The Weiners were among those financially ruined by Madoff’s $65 billion Ponzi scheme.
“They were very lovely people, they were nice neighbors,” said Henrietta Kleinman, who lives on the same block as the Wieners, to The Post.
“There’s nothing bad you could say about them,” she said.
Sondra loved to swim at their retirement community’s clubhouse, the resident said.
“She swam beautifully, like Esther Williams,” Kleinman said, referring to the actress in the 1940s and ’50s renowned for her graceful strokes.
The couple’s death was a “shock to everyone,” the neighbor added.
The Weiners had moved to the Valencia Lakes community in Boynton Beach after being forced to downsize in the aftermath of the Madoff scandal.
“When they moved here, [Sondra] would have parties out on the patio,” said neighbor Diana Milberg, who didn’t know the couple well but shared neighborly conversations with them.
“The only time I saw her was in the grocery store. … She sent her son over to see if I needed any help in the last hurricane,” Milberg said. “I called her once to see if she’d seen the UPS truck come.”
Milberg said she would see Marvin taking the trash out to the curb, even at age 90.
“I wonder if they made a suicide pact,” Milberg said. “It’s sad.”
Deputies received a call at 12:55 p.m. Thursday about the couple being unresponsive in their residence, authorities said. They were found dead in the garage, according to the Daily Mail.
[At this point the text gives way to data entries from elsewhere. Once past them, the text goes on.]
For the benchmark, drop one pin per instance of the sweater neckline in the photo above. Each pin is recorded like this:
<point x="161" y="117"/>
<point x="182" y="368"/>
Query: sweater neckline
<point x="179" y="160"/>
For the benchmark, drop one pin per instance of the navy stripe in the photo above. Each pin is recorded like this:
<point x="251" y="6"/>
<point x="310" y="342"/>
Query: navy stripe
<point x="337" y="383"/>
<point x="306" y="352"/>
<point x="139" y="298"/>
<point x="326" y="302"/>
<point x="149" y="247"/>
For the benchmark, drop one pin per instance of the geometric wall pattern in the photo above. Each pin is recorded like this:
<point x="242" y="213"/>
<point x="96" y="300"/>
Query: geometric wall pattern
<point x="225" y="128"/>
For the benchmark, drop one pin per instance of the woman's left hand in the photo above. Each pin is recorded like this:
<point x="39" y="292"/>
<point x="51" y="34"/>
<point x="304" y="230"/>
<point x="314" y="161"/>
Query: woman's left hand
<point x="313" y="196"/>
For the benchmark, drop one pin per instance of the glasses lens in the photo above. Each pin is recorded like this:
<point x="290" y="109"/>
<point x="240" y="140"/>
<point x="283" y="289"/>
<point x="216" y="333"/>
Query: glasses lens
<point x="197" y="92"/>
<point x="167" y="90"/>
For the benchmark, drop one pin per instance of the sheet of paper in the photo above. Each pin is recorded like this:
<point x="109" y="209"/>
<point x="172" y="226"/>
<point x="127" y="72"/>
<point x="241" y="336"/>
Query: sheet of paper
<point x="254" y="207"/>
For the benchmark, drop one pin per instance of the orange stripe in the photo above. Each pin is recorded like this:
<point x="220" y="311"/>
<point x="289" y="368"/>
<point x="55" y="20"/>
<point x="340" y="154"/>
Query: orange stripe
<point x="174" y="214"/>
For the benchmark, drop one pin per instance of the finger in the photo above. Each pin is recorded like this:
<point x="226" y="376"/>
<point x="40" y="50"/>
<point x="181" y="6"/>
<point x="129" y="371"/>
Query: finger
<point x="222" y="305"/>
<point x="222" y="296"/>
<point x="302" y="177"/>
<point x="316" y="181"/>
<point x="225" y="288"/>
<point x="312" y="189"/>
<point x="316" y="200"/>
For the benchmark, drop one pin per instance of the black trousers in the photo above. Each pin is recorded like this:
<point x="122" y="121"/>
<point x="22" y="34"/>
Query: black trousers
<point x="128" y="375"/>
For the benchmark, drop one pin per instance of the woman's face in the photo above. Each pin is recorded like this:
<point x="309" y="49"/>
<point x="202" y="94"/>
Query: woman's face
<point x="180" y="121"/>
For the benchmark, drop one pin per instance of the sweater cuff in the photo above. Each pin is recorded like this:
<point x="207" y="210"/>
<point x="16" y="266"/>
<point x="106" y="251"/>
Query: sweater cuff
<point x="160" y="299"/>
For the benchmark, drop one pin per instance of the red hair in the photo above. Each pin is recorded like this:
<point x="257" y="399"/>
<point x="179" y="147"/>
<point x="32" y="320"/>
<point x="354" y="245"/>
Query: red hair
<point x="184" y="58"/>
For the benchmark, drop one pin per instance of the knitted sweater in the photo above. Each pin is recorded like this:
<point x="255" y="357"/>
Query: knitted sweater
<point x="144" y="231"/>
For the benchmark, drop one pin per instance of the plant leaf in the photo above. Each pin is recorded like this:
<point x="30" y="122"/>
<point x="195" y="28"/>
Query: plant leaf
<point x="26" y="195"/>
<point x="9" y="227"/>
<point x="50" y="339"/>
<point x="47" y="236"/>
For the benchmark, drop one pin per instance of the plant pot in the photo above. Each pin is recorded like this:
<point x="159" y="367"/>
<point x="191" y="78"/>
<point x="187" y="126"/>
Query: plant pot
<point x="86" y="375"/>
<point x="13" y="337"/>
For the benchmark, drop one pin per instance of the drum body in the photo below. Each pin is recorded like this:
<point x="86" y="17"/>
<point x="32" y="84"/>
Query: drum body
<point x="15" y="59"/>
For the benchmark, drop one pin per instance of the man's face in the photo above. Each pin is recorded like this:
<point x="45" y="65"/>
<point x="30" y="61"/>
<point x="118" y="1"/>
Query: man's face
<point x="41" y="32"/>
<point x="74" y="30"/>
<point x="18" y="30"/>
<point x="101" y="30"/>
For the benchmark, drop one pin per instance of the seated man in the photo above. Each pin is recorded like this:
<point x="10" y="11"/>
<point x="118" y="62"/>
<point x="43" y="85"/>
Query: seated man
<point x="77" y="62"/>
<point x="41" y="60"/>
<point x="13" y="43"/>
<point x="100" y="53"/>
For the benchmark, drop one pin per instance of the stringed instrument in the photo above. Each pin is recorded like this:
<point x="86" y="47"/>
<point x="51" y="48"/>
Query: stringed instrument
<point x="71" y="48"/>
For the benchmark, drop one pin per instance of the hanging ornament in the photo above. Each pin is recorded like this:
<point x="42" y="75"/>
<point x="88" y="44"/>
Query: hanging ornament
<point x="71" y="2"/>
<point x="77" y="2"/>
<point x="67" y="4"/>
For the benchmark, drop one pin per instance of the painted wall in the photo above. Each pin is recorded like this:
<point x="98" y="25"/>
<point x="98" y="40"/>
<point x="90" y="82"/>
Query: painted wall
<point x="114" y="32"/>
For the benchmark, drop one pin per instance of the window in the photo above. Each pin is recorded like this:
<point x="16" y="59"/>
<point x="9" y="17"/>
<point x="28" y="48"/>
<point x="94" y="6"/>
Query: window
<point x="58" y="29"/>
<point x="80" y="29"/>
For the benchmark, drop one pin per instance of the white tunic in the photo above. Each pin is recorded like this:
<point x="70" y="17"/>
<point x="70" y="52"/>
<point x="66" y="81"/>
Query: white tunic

Police are investigating the deaths as a murder-suicide but have not provided more details, and it is not immediately clear who killed whom.
One of the couple’s sons, David, confirmed in 2009 that his parents had suffered financially as a result of Madoff’s infamous historic fraud.
“Yes, my family’s a victim. More so than anybody else. It’s very painful,” David told The Post at the time.
Before Madoff’s crimes came to light, the Wieners had lived near his Palm Beach estate in the BallenIsles Country Club, a gated enclave home to celebrities such as Serena and Venus Williams.
Madoff, who pleaded guilty in 2009 to the Ponzi scheme, died in a North Carolina prison in April serving a 150-year sentence. He was 82.